First let me congratulate the seller on his transparency. The site description is remarkably candid in documenting the car's purchase and refurbishment from long storage (including a roadside breakdown!) But I have a few more pointed questions for the seller:
Did you put new tires on the car? One photo shows the stock steel rims sandblasted and painted. Fulvias are finicky on tires and should wear nothing wider than a 165 Series tires to preserve their wonderful feel. These are now "vintage" size and would have to be ordered from a specialty tire house. Larger tires may also interfere with the Fulvia fender lips. Many cars have had their wheel openings tapped in to fit larger rubber. A side view leads me to believe that the tires might be a bit disproportionate.

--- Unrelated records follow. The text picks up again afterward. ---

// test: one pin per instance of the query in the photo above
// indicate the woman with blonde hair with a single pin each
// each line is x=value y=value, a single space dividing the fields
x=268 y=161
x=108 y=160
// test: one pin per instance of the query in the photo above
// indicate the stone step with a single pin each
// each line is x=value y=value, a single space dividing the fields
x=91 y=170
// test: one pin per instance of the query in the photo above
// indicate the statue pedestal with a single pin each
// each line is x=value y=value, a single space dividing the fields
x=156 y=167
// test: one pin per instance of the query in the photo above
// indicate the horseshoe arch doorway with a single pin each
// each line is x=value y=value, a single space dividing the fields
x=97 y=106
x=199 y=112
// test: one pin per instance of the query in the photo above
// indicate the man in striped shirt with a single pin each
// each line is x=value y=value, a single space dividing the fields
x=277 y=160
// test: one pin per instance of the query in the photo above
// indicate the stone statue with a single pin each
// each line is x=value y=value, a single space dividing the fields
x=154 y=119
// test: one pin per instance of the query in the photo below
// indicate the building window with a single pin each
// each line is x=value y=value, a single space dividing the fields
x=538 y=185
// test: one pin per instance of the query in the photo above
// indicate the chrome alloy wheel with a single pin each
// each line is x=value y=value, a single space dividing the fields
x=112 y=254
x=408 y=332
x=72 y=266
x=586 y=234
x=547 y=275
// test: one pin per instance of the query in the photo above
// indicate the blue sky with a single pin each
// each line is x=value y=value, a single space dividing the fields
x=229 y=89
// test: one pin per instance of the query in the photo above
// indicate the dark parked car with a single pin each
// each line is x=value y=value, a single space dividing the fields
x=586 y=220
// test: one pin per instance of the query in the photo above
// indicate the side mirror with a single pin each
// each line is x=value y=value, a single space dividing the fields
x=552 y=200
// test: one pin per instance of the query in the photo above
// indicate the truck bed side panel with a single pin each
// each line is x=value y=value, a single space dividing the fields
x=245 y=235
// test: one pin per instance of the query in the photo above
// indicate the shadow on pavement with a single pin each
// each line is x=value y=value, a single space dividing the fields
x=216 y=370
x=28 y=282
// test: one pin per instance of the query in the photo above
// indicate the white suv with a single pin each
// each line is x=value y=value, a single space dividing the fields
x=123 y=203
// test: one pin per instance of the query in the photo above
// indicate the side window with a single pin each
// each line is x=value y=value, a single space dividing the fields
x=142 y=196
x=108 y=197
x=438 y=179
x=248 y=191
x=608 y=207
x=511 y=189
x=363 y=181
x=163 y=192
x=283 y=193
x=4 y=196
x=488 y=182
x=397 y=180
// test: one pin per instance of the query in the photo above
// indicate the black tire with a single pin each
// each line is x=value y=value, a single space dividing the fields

The seller notes some brake work... typical of a sitting Fulvia. How well are they working now? Usually nothing short of brass or stainless re-lining of the cylinders will fix these Dunlop calipers once they have seized. I would be wary when testing the car. Brake work is not sexy.
There is nothing mentioned about the interior. Fulvia interiors are pretty straightforward, but I'd inquire about the dash veneer and wood steering wheel. Replacements are available for the dash panel but it is a time consuming project.
Relative to similar Italian cars, Fulvias in particular stand head and shoulders above. They are mechanically straightforward, do not rust as severely as their Alfa brothers, and are much rarer and exclusive. They can keep up with modern traffic and make great vintage daily drivers. In fact, of the few old cars still on the road in Italy, a great many are Fulvias...testimony to their legendary durability and craftsmanship.
I have a magic number in my head for this car that would surely disappoint the seller. It will be interesting to see what he comes back with on his asking price.
UPDATE: THE SELLER IS ASKING $5000 FIRM. I AM SURPRISED-THAT IS A VERY REASONABLE AMOUNT FOR THIS CAR IN THIS CONDITION. IT SHOULDN'T LAST LONG.